Tatsächlich ist die Frustration bei den Betroffenen sehr hoch. Immer wieder müssen sie sich nach ihrem bedeutendsten Wochengebet in eine polizeiliche Kontrolle begeben, die sie in ihrem Umfeld als Gefahrenpotential erscheinen lässt. Sie werden, ohne dass sie sich jemals etwas zu Schulden kommen ließen, wie gefährliche Menschen behandelt. Zudem werden sie während den Kontrollen Zeugen davon, dass nur sie als Muslime diese Kontrolle über sich ergehen lassen müssen, Nicht-Muslime aber durchgewinkt werden. Als einzige Begründung für diese Maßnahmen erscheint ihnen aus diesem Grund ihr Besuch in der Moschee, oder allgemeiner, ihr Muslimsein. Darunter leidet sowohl ihr Vertrauen darauf, dass sie ihr grundgesetzlich gesicherten Rechte auf freie Religionsausübung als Muslime wahrnehmen können, aber auch das Vertrauen gegenüber der Politik, diese als Wahrer auch ihrer Rechte wahrzunehmen.

Auch gesamtgesellschaftlich tragen diese Kontrollen nicht zu einem gesteigerten Sicherheitsgefühl bei der Bevölkerung bei, im Gegenteil.
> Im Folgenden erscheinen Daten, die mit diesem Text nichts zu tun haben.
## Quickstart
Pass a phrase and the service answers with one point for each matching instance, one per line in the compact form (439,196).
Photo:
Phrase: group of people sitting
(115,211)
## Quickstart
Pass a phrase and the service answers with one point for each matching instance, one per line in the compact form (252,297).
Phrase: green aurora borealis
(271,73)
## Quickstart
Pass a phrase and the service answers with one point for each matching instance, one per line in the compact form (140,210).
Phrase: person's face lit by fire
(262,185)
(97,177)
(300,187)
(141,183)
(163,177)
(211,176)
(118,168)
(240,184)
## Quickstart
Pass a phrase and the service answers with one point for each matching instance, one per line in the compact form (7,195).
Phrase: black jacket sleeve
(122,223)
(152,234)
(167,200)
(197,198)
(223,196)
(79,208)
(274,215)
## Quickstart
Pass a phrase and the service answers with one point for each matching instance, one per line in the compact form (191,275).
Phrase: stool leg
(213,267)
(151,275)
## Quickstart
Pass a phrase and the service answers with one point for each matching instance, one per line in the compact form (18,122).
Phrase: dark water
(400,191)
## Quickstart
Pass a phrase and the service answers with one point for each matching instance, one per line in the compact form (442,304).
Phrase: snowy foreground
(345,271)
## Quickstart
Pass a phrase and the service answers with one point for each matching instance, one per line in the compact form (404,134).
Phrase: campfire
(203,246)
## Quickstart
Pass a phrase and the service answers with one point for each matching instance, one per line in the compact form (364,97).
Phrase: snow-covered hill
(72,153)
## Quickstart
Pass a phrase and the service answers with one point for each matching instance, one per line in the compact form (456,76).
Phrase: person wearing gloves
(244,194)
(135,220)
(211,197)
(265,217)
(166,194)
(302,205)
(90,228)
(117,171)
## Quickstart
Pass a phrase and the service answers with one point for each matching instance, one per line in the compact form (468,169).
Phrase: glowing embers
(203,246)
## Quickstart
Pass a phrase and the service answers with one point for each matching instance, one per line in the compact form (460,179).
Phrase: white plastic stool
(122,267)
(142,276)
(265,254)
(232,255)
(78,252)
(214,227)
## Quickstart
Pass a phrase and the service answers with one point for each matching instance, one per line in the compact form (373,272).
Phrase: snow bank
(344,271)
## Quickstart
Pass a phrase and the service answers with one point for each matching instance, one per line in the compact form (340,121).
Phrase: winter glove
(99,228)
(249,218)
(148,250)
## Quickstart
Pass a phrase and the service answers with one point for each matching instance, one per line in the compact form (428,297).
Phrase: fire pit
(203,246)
Anwohner der Moscheegemeinden müssen sich die Frage stellen, was für Menschen sich in ihrer Nachbarschaft wohl zum Gebet versammeln und auch die Äußerung des Innenminister auf Ihre aktuelle Anfrage spricht Bände hinsichtlich des vermeintlich fehlenden Generalverdachts gegenüber den Muslimen:

„Die Kontrollen basieren auf der Grundlage der bestehenden Bedrohung durch den internationalen Terrorismus und der Erkenntnis der Sicherheitsbehörden, dass sich potenziell islamistische Gewalttäter an bestimmten Treff- und Sammelpunkten aufhalten. Hierzu gehören nachweislich Moscheen und andere islamische Gebets-, Vereins- und Kulturstätten.“

Genereller könnte ein Verdacht wohl nicht mehr formuliert werden.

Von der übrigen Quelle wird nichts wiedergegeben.